Publicado 14/03/2018 16:48:15CET

VALLADOLID, 14 Mar. (EUROPA PRESS) -

El 14 de marzo se celebra el Día Europeo de la Prevención del Riesgo
Cardiovascular, un problema que afectando a muchos españoles y se mantiene como la primera causa de muerte, con una tasa nacional de 257,9 fallecidos por cada 100.000 habitantes, aunque en Castilla y León esta tasa es de 339,9, según el último informe publicado por el INE1.

Si bien, a nivel nacional, los fallecimientos relacionados con problemas cardiovasculares se redujeron un 3,6 por ciento respecto al año anterior, es fundamental concienciar a la población acerca de los hábitos que reducen el riesgo de padecer estas enfermedades y aquellos que generan una mayor propensión a padecerlas.

Entre los básicos de la prevención se encuentran: llevar un estilo de vida activo, no fumar y seguir una dieta basada en la Dieta Mediterránea rica en frutas, verduras, pescado, frutos secos, cereales
integrales y aceite de oliva, en la que se podría incluir un consumo moderado de bebidas fermentadas.

Según han demostrado estudios científicos de carácter nacional e internacional, el consumo moderado de cerveza y otras bebidas fermentadas podría proteger frente a la aparición de enfermedades cardiovasculares.

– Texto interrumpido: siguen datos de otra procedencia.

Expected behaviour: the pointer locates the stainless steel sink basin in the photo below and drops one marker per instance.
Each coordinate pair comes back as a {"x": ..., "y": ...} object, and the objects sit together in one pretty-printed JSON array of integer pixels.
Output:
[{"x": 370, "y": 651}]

"Están científicamente comprobados los posibles efectos
preventivos de las bebidas fermentadas (incluida la cerveza) frente a las enfermedades cardiovasculares", según ha explicado Ramón Estruch, Consultor Senior del Servicio de Medicina Interna del Hospital Clínic de Barcelona y profesor Asociado de la Facultad de Medicina de la Universidad de Barcelona.

Y es que la cerveza, consumida con moderación (hasta 2 cañas al día en las mujeres y 3 en el caso de los hombres) por adultos sanos, podría proteger frente al desarrollo de enfermedades cardiovasculares y, en contra de la creencia popular, no se asocia a un aumento de peso.

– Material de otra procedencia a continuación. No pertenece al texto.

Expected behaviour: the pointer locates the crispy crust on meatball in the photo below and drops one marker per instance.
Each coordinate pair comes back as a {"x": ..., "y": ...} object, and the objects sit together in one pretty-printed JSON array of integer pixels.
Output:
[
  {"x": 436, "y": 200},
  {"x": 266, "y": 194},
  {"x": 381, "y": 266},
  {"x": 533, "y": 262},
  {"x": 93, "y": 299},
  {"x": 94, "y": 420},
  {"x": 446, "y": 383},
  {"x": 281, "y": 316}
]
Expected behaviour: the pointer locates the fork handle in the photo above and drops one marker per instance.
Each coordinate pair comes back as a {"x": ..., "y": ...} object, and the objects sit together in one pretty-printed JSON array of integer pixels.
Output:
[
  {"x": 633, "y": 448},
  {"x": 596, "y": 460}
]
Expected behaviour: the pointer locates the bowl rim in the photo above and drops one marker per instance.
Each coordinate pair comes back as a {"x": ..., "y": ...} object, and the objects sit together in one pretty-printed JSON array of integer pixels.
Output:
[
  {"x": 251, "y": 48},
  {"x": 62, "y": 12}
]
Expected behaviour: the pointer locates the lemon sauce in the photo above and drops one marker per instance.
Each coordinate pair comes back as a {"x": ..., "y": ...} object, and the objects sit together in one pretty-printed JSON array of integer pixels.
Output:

Entre los posibles beneficios del consumo moderado de cerveza está que reduce el riesgo de padecer enfermedades coronarias; favorece los procesos de reparación de los corazones que han sufrido un infarto de miocardio; mejora la sensibilidad a la insulina y ejerce un
efecto protector en la aparición y progresión de la aterosclerosis.